The supply of services by educational psychologists in the schools has been neglected for two decades, and there is now a 30% shortfall in staff, Treasury officials said Wednesday at a joint session of the Knesset Health Committee and the Education, Culture, and Sports Committee.
When Treasury officials promised the MKs that “a new salary agreement is being prepared,” Health Committee chairman Yonatan Mishraki (Shas) and Education Committee chairman Yosef Taieb (Shas) said it was “a Band-Aid when a root-canal treatment is required.”
Major reform is needed as a result of the war, after 20 years of neglect, underfunding, and inadequate manpower, the officials said.
Many educational psychologists have moved from the public to the private sector over this period because they can earn much more there, they said, adding that significant salary benefits were needed to lure them back to public educational institutions. The MKs said they agreed.
Current situation cannot continue
Yesh Atid MK Meir Cohen said the Finance Ministry must not be allowed to continue with the current situation – after the Hamas terrorist massacre, murders, hostage taking, and the losses during the war – because “one-time grants from the Treasury are always intended to hide problems.”
Yesh Atid MK Dvora Biton said there was a low weekly frequency of psychological treatment for residents of Sderot.Likud MK Tsega Melaku said weak populations were the main consumers of public psychologists.

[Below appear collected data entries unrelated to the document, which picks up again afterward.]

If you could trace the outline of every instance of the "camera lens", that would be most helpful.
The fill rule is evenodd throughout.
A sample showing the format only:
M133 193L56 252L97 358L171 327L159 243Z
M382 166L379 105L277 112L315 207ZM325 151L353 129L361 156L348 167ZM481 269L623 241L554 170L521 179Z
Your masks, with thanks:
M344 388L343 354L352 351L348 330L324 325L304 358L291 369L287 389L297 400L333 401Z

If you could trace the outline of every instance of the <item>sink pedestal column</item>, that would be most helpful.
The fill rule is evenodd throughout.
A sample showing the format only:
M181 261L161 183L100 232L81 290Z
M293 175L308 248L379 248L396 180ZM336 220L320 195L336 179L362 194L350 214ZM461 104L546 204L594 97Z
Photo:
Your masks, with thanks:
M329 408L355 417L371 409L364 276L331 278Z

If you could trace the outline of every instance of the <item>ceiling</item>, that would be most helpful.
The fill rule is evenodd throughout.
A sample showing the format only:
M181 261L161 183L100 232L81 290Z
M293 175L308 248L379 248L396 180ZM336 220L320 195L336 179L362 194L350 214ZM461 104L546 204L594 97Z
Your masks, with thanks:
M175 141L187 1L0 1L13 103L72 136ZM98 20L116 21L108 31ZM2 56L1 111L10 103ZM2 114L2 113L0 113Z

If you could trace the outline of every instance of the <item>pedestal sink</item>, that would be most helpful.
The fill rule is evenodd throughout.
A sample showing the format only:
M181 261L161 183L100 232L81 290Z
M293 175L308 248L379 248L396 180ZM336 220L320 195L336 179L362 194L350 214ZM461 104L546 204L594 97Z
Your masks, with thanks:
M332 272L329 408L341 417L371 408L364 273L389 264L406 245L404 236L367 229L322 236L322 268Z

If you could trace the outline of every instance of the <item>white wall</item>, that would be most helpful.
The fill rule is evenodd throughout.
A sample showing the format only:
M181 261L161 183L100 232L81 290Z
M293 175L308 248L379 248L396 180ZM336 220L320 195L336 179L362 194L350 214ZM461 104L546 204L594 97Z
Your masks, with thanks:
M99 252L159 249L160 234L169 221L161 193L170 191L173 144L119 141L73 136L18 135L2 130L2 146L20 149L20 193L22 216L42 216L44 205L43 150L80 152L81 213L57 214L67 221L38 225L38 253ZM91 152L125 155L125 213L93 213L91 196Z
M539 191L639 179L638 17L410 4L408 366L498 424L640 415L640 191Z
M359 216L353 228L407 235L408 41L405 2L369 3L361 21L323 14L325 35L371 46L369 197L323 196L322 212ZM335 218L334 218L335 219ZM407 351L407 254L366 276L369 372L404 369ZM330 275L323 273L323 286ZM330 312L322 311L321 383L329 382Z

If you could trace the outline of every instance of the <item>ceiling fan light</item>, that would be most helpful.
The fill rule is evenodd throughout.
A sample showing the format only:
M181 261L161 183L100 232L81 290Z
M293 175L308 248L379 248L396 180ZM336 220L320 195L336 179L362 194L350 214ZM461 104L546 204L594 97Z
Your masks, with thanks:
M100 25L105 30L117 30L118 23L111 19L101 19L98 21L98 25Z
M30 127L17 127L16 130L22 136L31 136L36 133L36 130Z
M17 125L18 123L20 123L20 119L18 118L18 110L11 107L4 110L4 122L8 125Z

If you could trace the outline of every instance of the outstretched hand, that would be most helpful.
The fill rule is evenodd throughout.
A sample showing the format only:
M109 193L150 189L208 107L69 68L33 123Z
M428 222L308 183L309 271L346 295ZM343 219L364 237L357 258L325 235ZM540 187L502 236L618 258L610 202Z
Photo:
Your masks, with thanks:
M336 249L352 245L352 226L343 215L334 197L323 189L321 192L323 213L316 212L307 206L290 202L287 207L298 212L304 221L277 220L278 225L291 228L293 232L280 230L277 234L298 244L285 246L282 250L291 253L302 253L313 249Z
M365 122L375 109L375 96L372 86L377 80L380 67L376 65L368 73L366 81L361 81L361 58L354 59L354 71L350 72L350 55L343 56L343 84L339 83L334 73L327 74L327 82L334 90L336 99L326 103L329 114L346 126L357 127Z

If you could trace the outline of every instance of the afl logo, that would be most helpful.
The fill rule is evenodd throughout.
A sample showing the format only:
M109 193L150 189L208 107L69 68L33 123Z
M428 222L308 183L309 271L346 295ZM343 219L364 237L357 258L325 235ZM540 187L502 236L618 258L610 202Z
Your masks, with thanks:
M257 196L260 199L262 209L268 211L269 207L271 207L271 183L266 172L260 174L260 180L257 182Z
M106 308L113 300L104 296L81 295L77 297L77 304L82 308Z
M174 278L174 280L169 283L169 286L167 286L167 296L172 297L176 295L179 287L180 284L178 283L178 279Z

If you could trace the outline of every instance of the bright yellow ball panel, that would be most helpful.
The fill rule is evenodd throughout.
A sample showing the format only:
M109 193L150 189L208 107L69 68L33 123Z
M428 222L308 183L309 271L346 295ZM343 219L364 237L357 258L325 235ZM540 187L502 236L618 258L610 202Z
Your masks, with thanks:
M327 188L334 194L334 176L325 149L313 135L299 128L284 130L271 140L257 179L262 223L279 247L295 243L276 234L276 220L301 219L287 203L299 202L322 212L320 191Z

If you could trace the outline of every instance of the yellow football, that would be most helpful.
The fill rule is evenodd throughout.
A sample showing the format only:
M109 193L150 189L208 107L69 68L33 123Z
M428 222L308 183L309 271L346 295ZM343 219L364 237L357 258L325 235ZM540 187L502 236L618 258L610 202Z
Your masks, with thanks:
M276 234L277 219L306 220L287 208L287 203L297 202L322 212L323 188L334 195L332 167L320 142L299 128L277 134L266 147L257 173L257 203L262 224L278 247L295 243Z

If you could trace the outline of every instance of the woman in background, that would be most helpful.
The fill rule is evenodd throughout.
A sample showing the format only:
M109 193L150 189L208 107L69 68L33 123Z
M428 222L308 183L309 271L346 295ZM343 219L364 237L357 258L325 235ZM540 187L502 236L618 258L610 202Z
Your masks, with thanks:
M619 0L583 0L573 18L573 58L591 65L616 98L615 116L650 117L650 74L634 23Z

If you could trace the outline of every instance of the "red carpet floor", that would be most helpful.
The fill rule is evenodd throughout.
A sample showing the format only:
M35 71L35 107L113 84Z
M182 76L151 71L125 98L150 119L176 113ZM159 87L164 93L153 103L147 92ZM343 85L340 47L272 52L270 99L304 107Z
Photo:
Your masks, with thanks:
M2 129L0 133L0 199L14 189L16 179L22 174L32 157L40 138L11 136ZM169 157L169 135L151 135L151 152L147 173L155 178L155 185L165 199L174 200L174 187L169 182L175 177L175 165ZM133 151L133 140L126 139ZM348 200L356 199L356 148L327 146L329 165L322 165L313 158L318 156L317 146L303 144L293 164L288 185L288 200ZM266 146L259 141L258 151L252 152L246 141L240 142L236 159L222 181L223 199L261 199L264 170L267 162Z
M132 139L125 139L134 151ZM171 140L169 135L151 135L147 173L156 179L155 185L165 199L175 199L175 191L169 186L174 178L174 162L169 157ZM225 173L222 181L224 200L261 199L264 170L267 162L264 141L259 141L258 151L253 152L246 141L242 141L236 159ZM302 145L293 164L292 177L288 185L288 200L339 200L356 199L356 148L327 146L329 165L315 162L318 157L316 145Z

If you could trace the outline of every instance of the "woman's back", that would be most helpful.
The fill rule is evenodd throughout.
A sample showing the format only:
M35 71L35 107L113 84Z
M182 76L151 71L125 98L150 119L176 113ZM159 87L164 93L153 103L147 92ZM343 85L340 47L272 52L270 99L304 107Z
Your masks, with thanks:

Mai Shmuel, a representative of the Treasury’s wages department, said a framework agreement had been established about five months ago before the war began, and much work has been done on a new wage agreement that is taking shape.
Dimona Mayor Benny Bitton said he was trying to get funding for local students to study psychology in exchange for their commitment to work in the city for a few years after their certification. Currently, 35 psychologists work in Dimona for NIS 100 per hour, compared with NIS 48 in the rest of the country.
Hava Friedman, director of the Education Ministry’s educational psychology division, said many youth, including children of IDF reservists, were very anxious about the current situation. Half of the educational psychologists were just interns, so a new salary agreement must include them, she said.
Retired psychologists have volunteered to treat children of evacuees from the South and North and others staying at hotels at the Dead Sea and Eilat, Friedman said.
According to the Knesset Information and Research Center, 2,936 psychologists specializing in educational psychology were recognized in the Psychologists Registry last July. Over the past five years, an average of 149 educational psychologists were added each year. There are several hundred interns in the educational-psychological service working part-time.
According to the Education Ministry’s psychological advisory service, about 3,600 educational psychologists are employed in the school system, most of them part-time. The ministry’s data shows that in addition to the low standard, there is an estimated 30% shortfall in educational psychologists, meaning that even before the outbreak of the war, almost 30% of those needed according to the existing manpower standard were absent from the system.